Is it possible to operate a modern, high-tech economic system when fewer and fewer people have the intellectual muscle to understand how it works or the training in how to fix whatever breaks?  Our Founding Fathers, who long predated modern technology, didn't think an uneducated people could even operate the Constitution they designed.  Indeed, we're finding our national governance to work less and less well as voters become more and more ignorant.

It's become obvious that so-called "progressive" education is ineffective.  Parents who can see that their kids are being shortchanged ought to be natural conservative voters - if only the Stupid Party would reach out to them, explain what's wrong, and plainly describe how it can be fixed in ways that make sense to individual people's lives.

The next article in this series shows how our legal system, which used to promote justice and enforce business contracts, has been perverted into another money machine for Democrats.

Will Offensicht is a staff writer for Scragged.com and an internationally published author by a different name.  Read other Scragged.com articles by Will Offensicht or other articles on Society.
Reader Comments

Home educated children seem to get the best education. I worked as a driving instructor for about 5 years. Home schooled children learned faster, understood better, and were easier to deal with.
The children educated in private or religious schools were also quite easy to teach. In both cases the students had learned how to learn. They worked at their own pace.
Adults from foreign countries were also quite easy to teach, once the language barrier was gotten through.
The students who attended public schools were tough to teach, because they didn't know how to learn. They had no ability to think beyond the windshield.
However, they could talk non-stop about sports, or the diets of the Bangladesh people, or how well the Chinese political system worked.
Peace, Robert Walker

January 31, 2013 1:50 PM

Every place I comment, I keep saying the same thing. If you want your kids to read, write, and be successful at whatever they wish to do, then get rid of public schools.

I know there are some great districts around the country. I've been to a few of them. Most of them, though, are abject failures, and one of my chief objections to them is the fact that through them we have lost freedom of association.

Parents are afraid of the idea of the abolition of public schools, but I have found there is an effective rejoinder for every one of their objectives.

The reason, though, that such a goal will never be achieved - and a serious reduction in federal power will never happen - is because the GOP concerns itself not with the abolition of the Department of Education and other such boondoggles, but with employing these boondoggles for their own purposes (intelligent design and the like).

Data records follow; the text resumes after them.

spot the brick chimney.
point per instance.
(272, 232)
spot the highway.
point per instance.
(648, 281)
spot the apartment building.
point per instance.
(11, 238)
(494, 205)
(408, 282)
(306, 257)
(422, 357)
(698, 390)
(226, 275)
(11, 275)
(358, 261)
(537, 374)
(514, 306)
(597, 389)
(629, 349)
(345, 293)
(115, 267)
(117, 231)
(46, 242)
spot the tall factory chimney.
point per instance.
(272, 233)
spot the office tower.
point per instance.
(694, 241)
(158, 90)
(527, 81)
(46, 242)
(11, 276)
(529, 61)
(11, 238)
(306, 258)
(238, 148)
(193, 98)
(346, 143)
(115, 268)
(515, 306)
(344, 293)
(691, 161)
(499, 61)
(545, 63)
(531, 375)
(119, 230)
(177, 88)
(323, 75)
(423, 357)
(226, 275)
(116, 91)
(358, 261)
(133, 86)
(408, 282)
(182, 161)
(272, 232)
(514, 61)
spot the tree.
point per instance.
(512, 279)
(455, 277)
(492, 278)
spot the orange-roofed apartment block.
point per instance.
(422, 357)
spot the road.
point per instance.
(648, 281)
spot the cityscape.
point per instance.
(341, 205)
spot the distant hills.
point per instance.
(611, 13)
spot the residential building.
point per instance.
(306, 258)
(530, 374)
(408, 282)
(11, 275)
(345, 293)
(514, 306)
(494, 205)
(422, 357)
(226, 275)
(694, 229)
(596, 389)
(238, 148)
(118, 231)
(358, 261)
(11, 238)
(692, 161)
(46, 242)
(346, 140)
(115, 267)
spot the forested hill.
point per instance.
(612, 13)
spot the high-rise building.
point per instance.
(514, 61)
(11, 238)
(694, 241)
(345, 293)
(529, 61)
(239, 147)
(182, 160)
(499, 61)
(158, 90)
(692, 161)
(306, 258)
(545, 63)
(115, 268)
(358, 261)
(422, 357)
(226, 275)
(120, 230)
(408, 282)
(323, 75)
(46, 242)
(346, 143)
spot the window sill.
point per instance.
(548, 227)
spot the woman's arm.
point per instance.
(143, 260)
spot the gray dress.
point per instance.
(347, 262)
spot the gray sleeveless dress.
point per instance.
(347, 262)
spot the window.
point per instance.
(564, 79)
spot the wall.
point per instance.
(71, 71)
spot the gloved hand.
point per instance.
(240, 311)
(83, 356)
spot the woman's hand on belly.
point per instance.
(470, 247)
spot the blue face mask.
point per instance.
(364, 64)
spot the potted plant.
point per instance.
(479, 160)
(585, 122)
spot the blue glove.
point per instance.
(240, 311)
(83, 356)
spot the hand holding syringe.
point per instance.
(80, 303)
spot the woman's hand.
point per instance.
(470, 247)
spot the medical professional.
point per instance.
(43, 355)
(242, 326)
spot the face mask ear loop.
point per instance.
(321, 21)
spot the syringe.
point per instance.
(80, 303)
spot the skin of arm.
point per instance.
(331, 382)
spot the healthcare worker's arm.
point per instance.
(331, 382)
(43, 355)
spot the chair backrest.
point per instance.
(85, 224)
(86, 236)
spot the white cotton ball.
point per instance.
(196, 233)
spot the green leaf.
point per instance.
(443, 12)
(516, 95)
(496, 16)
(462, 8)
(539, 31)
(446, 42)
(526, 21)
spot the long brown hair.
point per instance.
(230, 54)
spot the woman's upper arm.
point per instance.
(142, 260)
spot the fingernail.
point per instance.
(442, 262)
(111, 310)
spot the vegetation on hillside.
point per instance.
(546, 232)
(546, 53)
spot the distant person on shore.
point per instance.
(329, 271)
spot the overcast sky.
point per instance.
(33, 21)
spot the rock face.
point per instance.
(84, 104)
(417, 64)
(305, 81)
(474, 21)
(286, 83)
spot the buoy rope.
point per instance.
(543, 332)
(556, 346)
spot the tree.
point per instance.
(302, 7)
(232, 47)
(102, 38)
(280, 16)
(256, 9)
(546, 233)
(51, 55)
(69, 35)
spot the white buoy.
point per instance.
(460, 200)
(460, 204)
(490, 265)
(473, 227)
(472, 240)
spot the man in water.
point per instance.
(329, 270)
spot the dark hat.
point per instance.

They always sit patiently, waiting for the Democrats to screw things up so the pendulum will swing back their way for a while, then manage to blow every conceivable opportunity.

February 4, 2013 10:35 PM

"They always sit patiently, waiting for the Democrats to screw things up so the pendulum will swing back their way for a while"

Spot on, Bro John.

February 5, 2013 7:28 AM

That's why they're the stupid party. They don't even know how to explain themselves.